Accessing Provenance Reports
If the normal ability to view and interrogate Provena provenance is unsufficient, you could talk to your system maintainer and request access to the reports. For now, this will be on a case-by-case basis, but if regular reporting becomes a priority please feel free to raise this issue and regular delivery or direct user access can be considered.
Understanding Provenance Reports
Provenance reports are exported in a CSV format, including a header row. This makes them suitable for direct ingestion into Excel, or similar tools.
The following columns are included:
- Agent (and name/id): The Registry Person associated with this Model Run, including additional columns for the Person’s Name and ID
- Organisation (and name/id): The Registry Organisation (optionally) associated with this Model Run, including additional columns for the Organisation’s Name and ID
- Model (and name/id/version): The Registry Model associated with this Model Run (linked through the Model Run Workflow Template), including additional columns for the name, ID and version
- Start Time/End Time: The start/end time of the Model Run, in the timezone specified by the exporter (currently set to AEDT+11:00)

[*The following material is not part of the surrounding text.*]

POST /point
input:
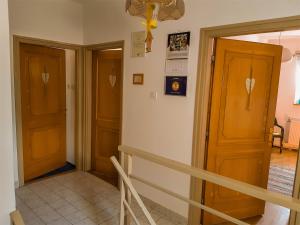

- Model Run ID: The ID of the Model Run
- Model Run Template ID: The ID of the Model Run Workflow Template which this Model Run satisfies
- Model Run Description: The description associated at submission time for this Model RUn
- Input ID (and name): The ID of the dataset used as input to the model run (if any), including an additional column for the Dataset name
- Output ID (and name): The ID of the dataset used as output to the model run (if any), including an additional column for the Dataset name
- Additional Annotations*: Model Run’s can include additional annotations, as specified in the Model Run Workflow Template. Any annotation from any model run is included as a separate column. If that annotation is not present in other model runs, the cell is empty.
Info! Model Runs can include multiple input/output datasets. In such cases, a single model run will occupy multiple rows, with each row sharing all common column values except the distinct dataset details. The Model Run ID can be used to ensure rows are unique. For example, avoid counting model runs by using the number of rows.